Designing a Real-Time Voice AI Architecture with WebSockets and LLMs

A deep dive into the system architecture behind real-time voice AI, exploring how WebSockets, streaming STT, LLMs, and TTS work together to deliver low-latency conversational experiences.

Introduction

Most LLM applications start with a simple question–answer flow: a user sends text, the backend forwards it to an LLM, and a complete response is returned. This works well for text because both input and output are discrete and finite.

Voice breaks this model.

Audio is continuous, not atomic. Waiting for a user to finish speaking before processing introduces noticeable delays, and waiting for a full response before playback makes conversations feel slow and unnatural.
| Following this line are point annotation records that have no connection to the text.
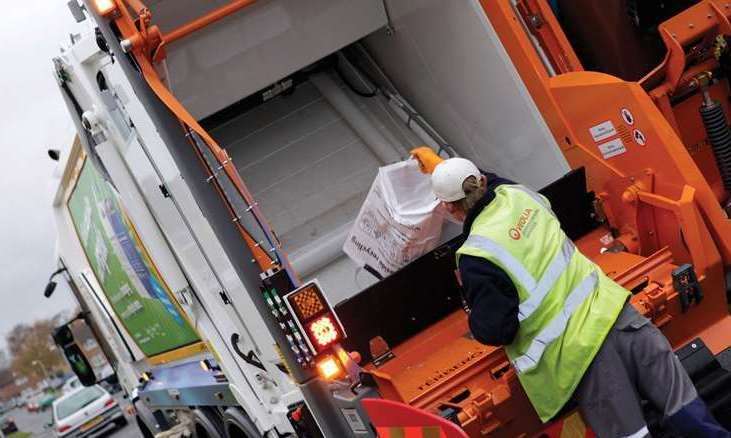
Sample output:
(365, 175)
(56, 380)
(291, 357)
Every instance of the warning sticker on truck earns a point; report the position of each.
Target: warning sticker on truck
(612, 148)
(603, 131)
(354, 421)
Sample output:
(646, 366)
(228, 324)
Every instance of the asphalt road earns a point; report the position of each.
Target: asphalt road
(35, 424)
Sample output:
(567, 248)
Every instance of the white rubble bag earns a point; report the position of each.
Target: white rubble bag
(399, 220)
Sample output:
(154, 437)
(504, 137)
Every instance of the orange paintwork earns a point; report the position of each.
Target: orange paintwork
(658, 200)
(144, 51)
(444, 366)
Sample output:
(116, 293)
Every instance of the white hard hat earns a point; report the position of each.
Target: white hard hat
(448, 177)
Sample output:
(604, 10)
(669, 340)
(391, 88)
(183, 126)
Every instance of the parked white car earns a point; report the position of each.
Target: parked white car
(85, 411)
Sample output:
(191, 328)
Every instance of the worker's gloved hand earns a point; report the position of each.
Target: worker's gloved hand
(427, 158)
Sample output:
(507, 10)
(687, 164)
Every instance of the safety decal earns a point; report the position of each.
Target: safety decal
(603, 131)
(639, 137)
(627, 116)
(612, 148)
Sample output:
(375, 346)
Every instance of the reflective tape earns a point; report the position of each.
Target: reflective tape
(557, 326)
(642, 433)
(554, 270)
(510, 263)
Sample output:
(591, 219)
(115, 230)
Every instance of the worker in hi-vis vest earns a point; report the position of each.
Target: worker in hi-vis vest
(568, 329)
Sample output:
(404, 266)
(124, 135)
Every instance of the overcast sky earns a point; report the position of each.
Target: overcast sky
(33, 119)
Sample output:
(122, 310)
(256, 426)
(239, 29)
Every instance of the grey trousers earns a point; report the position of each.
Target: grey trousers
(635, 362)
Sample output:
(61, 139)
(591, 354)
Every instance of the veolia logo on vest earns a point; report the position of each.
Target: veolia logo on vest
(525, 224)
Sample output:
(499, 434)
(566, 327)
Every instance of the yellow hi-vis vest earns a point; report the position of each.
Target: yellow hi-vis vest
(567, 304)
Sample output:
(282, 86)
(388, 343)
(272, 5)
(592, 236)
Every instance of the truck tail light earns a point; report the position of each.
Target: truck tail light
(104, 7)
(329, 368)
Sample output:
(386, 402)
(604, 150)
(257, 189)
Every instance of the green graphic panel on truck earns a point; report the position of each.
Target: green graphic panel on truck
(131, 283)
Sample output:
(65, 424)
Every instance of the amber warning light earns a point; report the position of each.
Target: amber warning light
(315, 317)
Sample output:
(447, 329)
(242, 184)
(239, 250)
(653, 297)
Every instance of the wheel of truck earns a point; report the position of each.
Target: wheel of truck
(144, 430)
(206, 424)
(239, 425)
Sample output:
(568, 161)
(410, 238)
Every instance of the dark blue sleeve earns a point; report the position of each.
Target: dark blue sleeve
(493, 301)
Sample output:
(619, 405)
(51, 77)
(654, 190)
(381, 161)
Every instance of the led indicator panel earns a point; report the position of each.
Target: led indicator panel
(315, 317)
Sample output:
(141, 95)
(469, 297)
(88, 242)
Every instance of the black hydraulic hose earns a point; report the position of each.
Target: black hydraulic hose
(719, 137)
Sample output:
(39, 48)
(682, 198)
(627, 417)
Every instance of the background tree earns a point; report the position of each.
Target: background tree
(31, 343)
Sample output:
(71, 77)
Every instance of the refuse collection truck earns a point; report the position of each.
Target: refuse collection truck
(225, 149)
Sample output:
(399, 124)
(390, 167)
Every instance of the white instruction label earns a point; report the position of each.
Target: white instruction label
(603, 131)
(354, 420)
(612, 148)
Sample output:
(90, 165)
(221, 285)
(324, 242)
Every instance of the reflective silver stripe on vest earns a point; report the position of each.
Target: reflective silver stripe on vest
(509, 262)
(557, 326)
(642, 433)
(554, 270)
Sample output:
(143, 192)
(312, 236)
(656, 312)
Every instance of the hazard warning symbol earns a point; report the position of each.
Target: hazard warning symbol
(639, 137)
(627, 116)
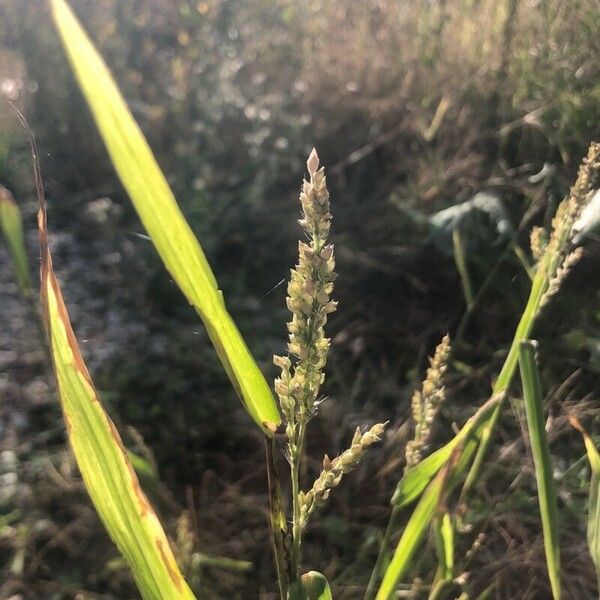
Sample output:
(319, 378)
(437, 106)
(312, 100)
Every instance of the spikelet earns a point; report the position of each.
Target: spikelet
(309, 301)
(426, 402)
(537, 242)
(334, 470)
(561, 274)
(558, 257)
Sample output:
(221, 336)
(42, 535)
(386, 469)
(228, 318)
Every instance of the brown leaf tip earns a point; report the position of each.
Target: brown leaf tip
(313, 162)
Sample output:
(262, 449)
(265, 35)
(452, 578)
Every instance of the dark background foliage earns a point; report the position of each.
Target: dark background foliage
(414, 107)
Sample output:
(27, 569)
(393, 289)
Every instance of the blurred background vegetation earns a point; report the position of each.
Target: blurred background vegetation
(415, 107)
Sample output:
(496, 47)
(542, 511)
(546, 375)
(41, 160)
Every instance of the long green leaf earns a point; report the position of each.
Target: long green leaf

Traditional HTTP-based, request–response architectures are not designed for this kind of interaction.

This is where WebSockets become essential. By providing a persistent, bidirectional connection, WebSockets allow audio, transcripts, model responses, and synthesized speech to flow incrementally instead of in isolated requests.

As a result, real-time voice AI systems require a different architectural approach. At a minimum, they consist of a streaming-capable client, a WebSocket gateway, a Speech-to-Text (STT) service, an LLM orchestration layer, and a Text-to-Speech (TTS) system.

This article focuses on how these components fit together architecturally, and why streaming and low-latency design are fundamental to building real-time voice-based LLM systems.


The Problem: High Latency

High latency is the biggest reason most voice-based LLM systems feel unnatural.

A typical naïve architecture follows a strict, sequential flow: record audio → transcribe → send to LLM → generate response → synthesize speech → play audio. Each step waits for the previous one to finish, pushing the first audible response several seconds late.

This happens not because LLMs are slow, but because the system treats audio, text, and responses as static payloads instead of streams.

  • Audio is processed only after recording completes
  • STT runs on full clips, not partial speech
  • LLMs respond only once the full prompt is ready
  • TTS waits for the entire response before playback

The result is a batch-oriented pipeline that is fundamentally incompatible with real-time conversation.

Solving this problem requires a streaming-first architecture where STT, LLM, and TTS operate concurrently, minimizing end-to-end latency rather than optimizing individual components.

Why WebSockets Over REST and SSE

Real-time voice AI systems require continuous, low-latency, bidirectional communication. This immediately rules out traditional REST APIs.

REST is request–response by design. Each interaction requires a new HTTP request, making it unsuitable for streaming audio, partial transcriptions, or incremental model responses. The overhead of repeated connections and the lack of real-time bidirectional flow introduce unnecessary latency.

Server-Sent Events (SSE) improve on REST by enabling the server to push updates to the client over a persistent connection. However, SSE is fundamentally unidirectional. While it works for streaming text responses, it cannot efficiently handle upstream audio streaming from the client to the server.

WebSockets solve both problems.

They establish a single, long-lived connection that supports full-duplex communication, allowing the client to stream audio while simultaneously receiving partial transcripts, LLM responses, and synthesized speech. This makes it possible to overlap STT, LLM, and TTS processing instead of executing them sequentially.

In a real-time voice architecture, WebSockets are not an optimization—they are a requirement. They provide the communication model needed to treat voice interactions as continuous streams rather than isolated requests.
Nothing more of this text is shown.